By the time she touched down, her calves ached, her shoulders itched, and her patience had been wrung out like a sponge left in the sun.
The apartment was dark when she landed on the back patio—silent and empty, the sliding glass door closed but unlocked. Dianna never locked it. Didn't even know where the key to the thing was. The motion light above flickered to life, casting pale yellow across her tired frame.
She stepped inside.
Boots hit the tile with two heavy thuds. Helmet came off next, fingers fumbling at the catch beneath her jaw before tugging it free and tossing it onto the couch with more force than necessary.
The vest followed. Clattered onto the kitchen island like a slab of regret.
Roxie sighed.
"A Dodge Dart," she muttered, peeling the reinforced gloves off one finger at a time. "All that—all that—for a Dodge freaking Dart."
She dragged a hand through her helmet-damp locks, cringing at how sweat-slick they'd gotten beneath the helmet.
Apparently, some poor junkie with a metahuman balance disorder—or just a flair for the stupidly dramatic—had managed to wedge a stolen Dodge Dart perfectly atop a lamppost in the center of a roundabout on 34th and 22nd.
Not dangling.
Not half-on.
Parked.
Four wheels. One roof. Dead center. Like the world's dumbest angel had placed it there for judgment.
She kicked her boots off into the corner.
"They needed Enhanced intervention for that?" she grumbled. "I didn't even get to see him! He ran off before I landed. Left me standing there like an idiot in front of three squad cars and a tow truck crew taking selfies."
The bodysuit peeled down from her shoulders next, and she swore under her breath when the cheap fabric caught under her sports bra. She wrestled with it for a moment like it had personally offended her.
"We were having a nice night," she muttered to no one. "There was singing. There were mozzarella sticks. I—I was going to do it! I was!"
She finally freed one arm, nearly falling over in the process.
"I could've sung Katy Perry," she snapped at the ceiling. "I like that song. It's catchy. It has… spiritual undertones."
Her voice cracked halfway through the lie.
She sat down heavily on the couch, halfway out of the suit, halfway out of breath. This stupid suit was a size too small but she wasn't willing to complain about it to her higher-ups. Just the darkness and her own frustration.

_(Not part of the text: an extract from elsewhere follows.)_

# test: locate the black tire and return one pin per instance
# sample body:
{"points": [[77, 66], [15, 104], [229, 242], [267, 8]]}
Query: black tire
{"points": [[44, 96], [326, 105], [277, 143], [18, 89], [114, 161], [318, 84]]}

"Okay. Not spiritual." She admitted to the too-quiet loft. "But it's fun."
She rested her elbows on her knees, helmet staring at her from the opposite cushion like a very judgmental pet.
"And she would've smiled," she said quietly. "Even if I butchered it. She would've smiled."
A pause.
A long, quiet one.
Then:
"I was going to do it…"
Roxie groaned and flopped backward onto the couch, the last of the bodysuit bunched around her calves like it had given up the ghost. The apartment lights stayed off, but the streetlamp outside cast long pale bars across the floor.
Her sports bra was soaked through. The elastic in her underwear was digging into her hip. She didn't care.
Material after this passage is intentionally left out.